I’m still getting questions about layer-2 data center interconnect; it seems this particular bad idea isn’t going away any time soon. In the face of that sad reality, let’s revisit what I wrote about layer-2 DCI over VXLAN.
VXLAN hasn’t changed much since the time I explained why it’s not the right technology for long-distance VLANs.
- I haven’t seen integration with OTV or LISP that was promised years ago (or maybe I missed something – please write a comment);
- VXLAN-to-VLAN gateways are still limited to single gateway (or MLAG cluster) per VXLAN segment, generating traffic trombones with long-distance VLANs;
- Traffic trombones generated by stateful appliances (inter-subnet firewalls or load balancers) are impossible to solve.
Then there’s the obvious problem of data having gravity (or applications being used to being close to data) – if you move a VM away from the data, the performance quickly drops way below acceptable levels.

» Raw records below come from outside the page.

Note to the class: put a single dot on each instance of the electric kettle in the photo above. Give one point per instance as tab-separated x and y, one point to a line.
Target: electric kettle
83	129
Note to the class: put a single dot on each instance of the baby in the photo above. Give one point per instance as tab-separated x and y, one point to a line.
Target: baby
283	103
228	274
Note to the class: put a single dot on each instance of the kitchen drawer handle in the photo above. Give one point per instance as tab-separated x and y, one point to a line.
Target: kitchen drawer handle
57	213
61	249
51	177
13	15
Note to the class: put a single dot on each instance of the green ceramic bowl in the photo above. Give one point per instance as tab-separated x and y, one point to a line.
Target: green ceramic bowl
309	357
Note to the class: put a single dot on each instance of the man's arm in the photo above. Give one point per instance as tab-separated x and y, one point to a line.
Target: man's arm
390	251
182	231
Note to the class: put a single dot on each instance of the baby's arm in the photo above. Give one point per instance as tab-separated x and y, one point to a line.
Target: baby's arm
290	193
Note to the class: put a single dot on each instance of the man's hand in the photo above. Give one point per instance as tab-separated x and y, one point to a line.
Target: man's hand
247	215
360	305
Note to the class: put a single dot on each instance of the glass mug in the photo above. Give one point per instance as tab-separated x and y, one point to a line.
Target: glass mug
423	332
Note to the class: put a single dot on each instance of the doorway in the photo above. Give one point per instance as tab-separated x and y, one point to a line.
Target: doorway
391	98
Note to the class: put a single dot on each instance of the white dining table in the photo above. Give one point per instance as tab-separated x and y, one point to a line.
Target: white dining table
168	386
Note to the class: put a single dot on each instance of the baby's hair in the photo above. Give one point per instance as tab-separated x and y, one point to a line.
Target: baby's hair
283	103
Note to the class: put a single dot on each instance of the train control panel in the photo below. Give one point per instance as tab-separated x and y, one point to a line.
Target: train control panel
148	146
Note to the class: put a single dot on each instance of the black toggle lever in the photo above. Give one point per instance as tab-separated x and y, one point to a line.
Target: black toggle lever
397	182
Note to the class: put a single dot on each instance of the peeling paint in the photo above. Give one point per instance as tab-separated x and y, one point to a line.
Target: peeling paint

However, if you’re forced to implement a stretched VLAN (because the application team cannot possibly deploy their latest gizmo without it, or because the server team claims they need it for disaster recovery … that has no chance of working) that nobody will ever use, VXLAN is the least horrible technology. After all, you’ve totally decoupled the physical infrastructure from the follies of virtual networking, and even if someone manages to generate a forwarding loop between two VXLAN segments, the network infrastructure won’t be affected assuming you implemented some basic traffic policing rules.